Tangible Earth opens new window on risk

Source(s): United Nations Office for Disaster Risk Reduction
Professor Shinichi Takemura demonstrating the Tangible Earth

Professor Shinichi Takemura demonstrating the Tangible Earth

GENEVA, 22 May 2013 - The inventor of the world's first interactive digital globe that graphically depicts the vulnerability of our planet to disasters today challenged global policymakers to show more leadership in tackling the growing risks facing populations worldwide.

"What is important is not the technology but our vision for the future of the planet," said Prof Shinichi Takemura, the inventor of the Tangible Earth as he demonstrated his interactive globe at the 4th Global Platform on Disaster Risk Reduction and showed how users of tablets and smartphones can now link to an interactive digital version of UNISDR's new Global Assessment Report.
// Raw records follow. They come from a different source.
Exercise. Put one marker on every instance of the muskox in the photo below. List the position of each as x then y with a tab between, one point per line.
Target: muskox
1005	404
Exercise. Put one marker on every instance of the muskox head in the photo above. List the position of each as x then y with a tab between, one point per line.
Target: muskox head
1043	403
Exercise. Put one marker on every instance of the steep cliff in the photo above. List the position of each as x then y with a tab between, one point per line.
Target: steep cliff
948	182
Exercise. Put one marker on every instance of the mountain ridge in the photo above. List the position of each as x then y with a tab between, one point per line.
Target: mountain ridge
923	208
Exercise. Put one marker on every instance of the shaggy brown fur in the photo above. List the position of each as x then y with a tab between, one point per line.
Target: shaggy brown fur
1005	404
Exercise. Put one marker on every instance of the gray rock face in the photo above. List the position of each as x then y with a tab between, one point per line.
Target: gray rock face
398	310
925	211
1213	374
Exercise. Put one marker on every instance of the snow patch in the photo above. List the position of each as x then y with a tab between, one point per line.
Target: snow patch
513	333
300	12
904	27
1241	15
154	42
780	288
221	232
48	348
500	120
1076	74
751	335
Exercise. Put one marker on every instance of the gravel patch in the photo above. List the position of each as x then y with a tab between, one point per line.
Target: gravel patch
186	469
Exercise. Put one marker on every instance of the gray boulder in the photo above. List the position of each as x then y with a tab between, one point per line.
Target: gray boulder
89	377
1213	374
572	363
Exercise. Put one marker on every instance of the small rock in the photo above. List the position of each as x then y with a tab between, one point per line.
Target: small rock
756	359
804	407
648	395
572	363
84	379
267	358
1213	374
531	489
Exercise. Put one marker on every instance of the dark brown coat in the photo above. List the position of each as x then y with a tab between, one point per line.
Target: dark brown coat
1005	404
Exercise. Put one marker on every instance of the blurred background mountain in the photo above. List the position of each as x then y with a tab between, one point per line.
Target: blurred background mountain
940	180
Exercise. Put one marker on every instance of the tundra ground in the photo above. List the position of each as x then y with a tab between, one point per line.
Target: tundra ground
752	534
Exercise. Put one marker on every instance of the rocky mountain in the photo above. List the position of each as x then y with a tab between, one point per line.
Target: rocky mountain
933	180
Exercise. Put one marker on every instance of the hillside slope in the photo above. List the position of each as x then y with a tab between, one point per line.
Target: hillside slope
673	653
"We are in a time of new ways of communicating about disaster risk reduction. We need to change our mindset to understand more fully the risk we have created for ourselves, such as through the rapid urbanisation of the developing world," he said.

Prof Takemura challenged global leaders to "shift the paradigm from perceiving disasters as an external event and seeking to protect ourselves to a more proactive approach of disaster risk management that includes reducing underlying risk drivers such as poor urban development."

During his demonstration Prof. Takemura, who is Director of the Earth Literacy Program, a partner of the UN Office for Disaster Reduction (UNISDR), showed how 150 million people living on the rapidly developing Chinese coast reside in hazard-prone low-lying plains.

'It's an enormous number, even bigger than the population of the whole of Japan,' Prof Takemura said.

He added that the Tangible Earth was an open platform for policymakers, researchers, and DRR practitioners that could raise awareness, standardise risk datasets, improve assessments and be used as a basis for well-informed risk management initiatives.

The Tangible Earth allows users to view and understand the condition of our planet. It dynamically visualizes scientific data such as earthquake and tsunami-prone zones, climate variations, global warming progression, biodiversity, and more.

Users are able to spin the globe, interact and query the information and zoom in on locations and events of interest.

The globe is linked to the updated global risk and disaster data of the new 2013 Global Assessment Report on Disaster Risk Reduction: From Shared Risk to Shared Value (GAR13) as well as case studies and in-depth analyses from the previous two GARs (2009 and 2011).

For instance, users can link to the latest GAR13 data, which predicts estimated annual global losses from earthquakes and cyclonic winds of USD189 billion a year.

Tablet computer and smartphone users can upload the GAR for Tangible Earth (GfT) free application and then point their devices at various icons in the printed GAR13 report, which will link them to enhanced content providing access to dynamic maps, risk scenarios, disaster maps, videos, photos, and case studies.